No, America's influence over its globe-spanning empire is predicated on that. That's not the same thing as it's national security. It would do just fine if it weren't the head of a global hegemony, although it might have to start living within its means.

Security-wise, two oceans, vassal neighbours and two thousand nuclear missiles have it covered.

> Security-wise, two oceans, vassal neighbours and two thousand nuclear missiles have it covered.

You need to take a moment and think about your "vassal states" argument. May I remind you that at the peak of the cold war the US had a hostile country plant their nukes right at the doorstop of the US in one of those neighbors who not so long before was a vassal state?

If America had not been escalating with embargo pressure, the Bay of Pigs invasion, covert regime-change operations, and forward nuclear deployments near the USSR that made Moscow eager to answer in kind, the Cuban Missile Crisis never would have happened. A more protectionist America would not have pushed Cuba so hard into Soviet dependence, and the Soviet Union would have had little reason or opportunity put nuclear missiles there in the first place.
The U.S. would do just fine but the rest of the world would descend into chaos and we know this for a fact because it happened twice in just the first 50 years of the 20th century.
perhaps the US would be mostly safe from violence, but not consequences. We're heavily dependent on international trade and any major war in another part of the world will impact us if it involves any important trading partners or their ability to trade with us.

Even in the 19th century the US was sucked into Europe's wars - the war of 1812 was essentially the American theater of the Napoleanic war - US merchants were attacked trying to trade with France/Europe, the US Navy tried to protect them saying "we're neutral let us trade" and Britain said "there's no such thing as neutral" and sent armies. Over time foreign powers got more wary of fighting the US but we still got dragged into European and Pacific wars (WWI, WWII), in large part because we kept trading with our European and Asian partners.

Nearly everyone in the world is heavily dependant on international trade.

They all manage to get by without the leverage of 11 carrier fleet groups. You know, trade between equals, and not subjects.

WW2 was largely driven by the personalities involved.
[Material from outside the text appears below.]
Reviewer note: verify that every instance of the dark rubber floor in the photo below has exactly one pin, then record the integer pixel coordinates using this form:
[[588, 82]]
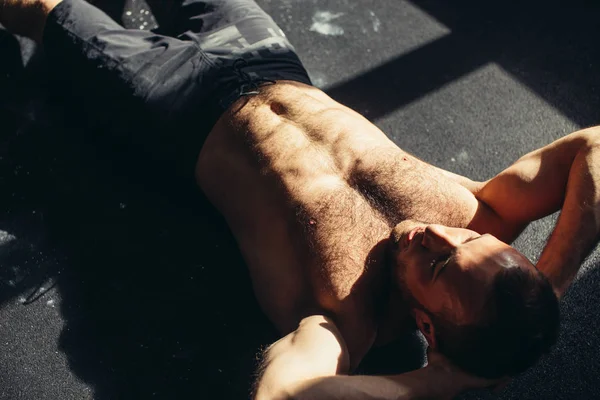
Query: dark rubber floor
[[111, 288]]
Roosevelt really, really, really hated fascism, and was doing everything in his power to stick it in their wheel spokes. Had the industrialist coup succeeded, or had Hoover or Landon won, it's quite likely that neither would have done much to oppose either Japan or Germany.

WW1 was also driven by principles, as opposed to pragmatism. Wilson found more alignment with the anglosphere than he did with the central powers - and after watching the most destructive war in history go on for four years, was keen on embarking on his League of Nations project. Practically, there was no reason for the US to not maintain neutrality in it.

well sure not everyone needs a huge military. Especially when their large trading partner has one and is guaranteeing security.

I don't entirely buy your personalities argument - it certainly mattered, but in an alternate universe where Hitler still rose to power but e.g. FDR didn't get a 3rd term - a European war would've still caused problems for America and US/Europe trade would've likely come under fire dragging the US towards fighting in the war; in 1939 US GDP was $93.4 billion with $3.2 billion in exports and $2.3 billion in imports... far less important than today (where imports/exports are more than 10% of GDP) but still fairly substantial.

But it's hard to say how things would've turned out. With different leaders the politics of it would've mattered a lot; without US support WWII could've still easily been raging in 1944, an election year, and so an anti-war president could've been replaced. Or maybe Britain would've had a hard time holding out against constant assault without American supplies purchased with US government money, the USSR wouldn't have been able to bear the full brunt of Nazis who were less tied up on the western front, and by the time America considered joining the war under a different leader, it would've looked like a go-it-alone job. Still it's hard to imagine a world in which the Axis didn't bite off a bit more than it could chew.